If you want to go a bit below 0c you can build an AC unit based water chiller for $50 or so, or you can buy a (even more efficient) single stage phase change unit used for $100-$350.
That will get you -20c to -50c (depends on the SS) all day every day without wasting huge amounts of power.
 
I've seen a video with a cascade that was built to condense LN2 and be attachable to a CPU. Thing looked to be ~8' tall and maybe 12' long, don't know how thick.
It also had five MASSIVE compressors and was so heavy it broke the first (already very beefy) wheeled cart it was on. Oh, and it had so much circuitry that it would make even a hardened engineer have nightmares.

img_5980mdgp.jpg

It was truly a thing of beauty though!

attachment.php


attachment.php


Here it is actually condensing LN2. :shock:

attachment.php


Oh, and it's quite loud.


The build log is here. :attn:
 
Yeah, that!
I guess I got the dimensions wrong. Thanks for digging it out Hokie!
 
I like the thinking that you're giving this, but have you ever taken a course in Thermodynamics or Fluid Mechanics?
 
That's why you think some of these things will work then...

Pumping a powder is all but physically impossible, because of its dynamic viscosity. If you make it into a paste, its viscosity and density combined will just destroy a pump in a very short time.
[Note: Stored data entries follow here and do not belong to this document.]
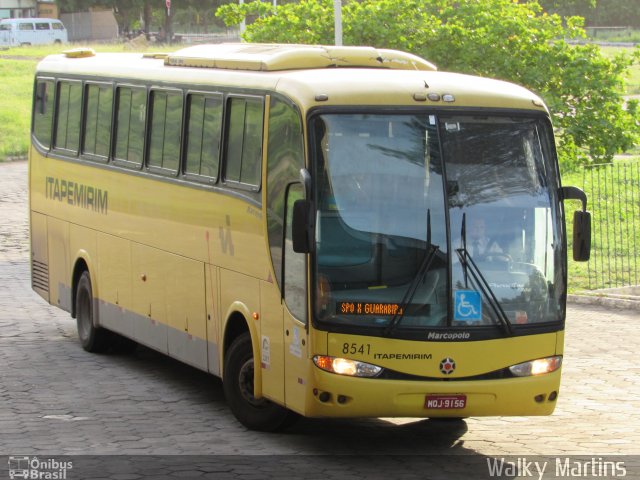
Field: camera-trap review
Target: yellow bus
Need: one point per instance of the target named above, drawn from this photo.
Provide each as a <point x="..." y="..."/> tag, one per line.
<point x="333" y="231"/>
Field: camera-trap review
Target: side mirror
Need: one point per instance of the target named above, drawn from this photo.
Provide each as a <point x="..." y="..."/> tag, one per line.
<point x="581" y="224"/>
<point x="41" y="98"/>
<point x="581" y="236"/>
<point x="301" y="227"/>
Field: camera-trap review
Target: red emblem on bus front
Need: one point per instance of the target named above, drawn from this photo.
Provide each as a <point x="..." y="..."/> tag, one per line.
<point x="447" y="366"/>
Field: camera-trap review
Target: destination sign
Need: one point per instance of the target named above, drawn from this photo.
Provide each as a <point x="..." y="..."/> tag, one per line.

There's other things that I could go into, but they're very in-depth engineering aspects.
 
What you are planning/thinking of is definitely interesting, but I can't imagine it being realistic/possible.

as others have said, if you want something that can run 24/7 (or on a longer schedule than just during benchmarking) a SS (single stage) phase change system or a cascade is what you are looking for, and in the grand scheme of things is a lot more simple.

For a retail example
http://www.frozencpu.com/cat/l1/g49/Phase_Change.html?id=gudz9PV2
 
I say you should build a copy of that five stage cascade and run it 24/7. It would probably cost more in electricity than the entire rest of your house, but at least you could do it feasibly. :)
 
That's why you think some of these things will work then...

Pumping a powder is all but physically impossible, because of its dynamic viscosity. If you make it into a paste, its viscosity and density combined will just destroy a pump in a very short time.

There's other things that I could go into, but they're very in-depth engineering aspects.

Lol I've fixed that. Its kind of like crushed ice. And I'm not using a pump. I'm thinking of a vacuum or a siphon to pull the contents.
I say you should build a copy of that five stage cascade and run it 24/7. It would probably cost more in electricity than the entire rest of your house, but at least you could do it feasibly. :)
I'd like to but I'm kind of new to cascades and I can't really see how it all works.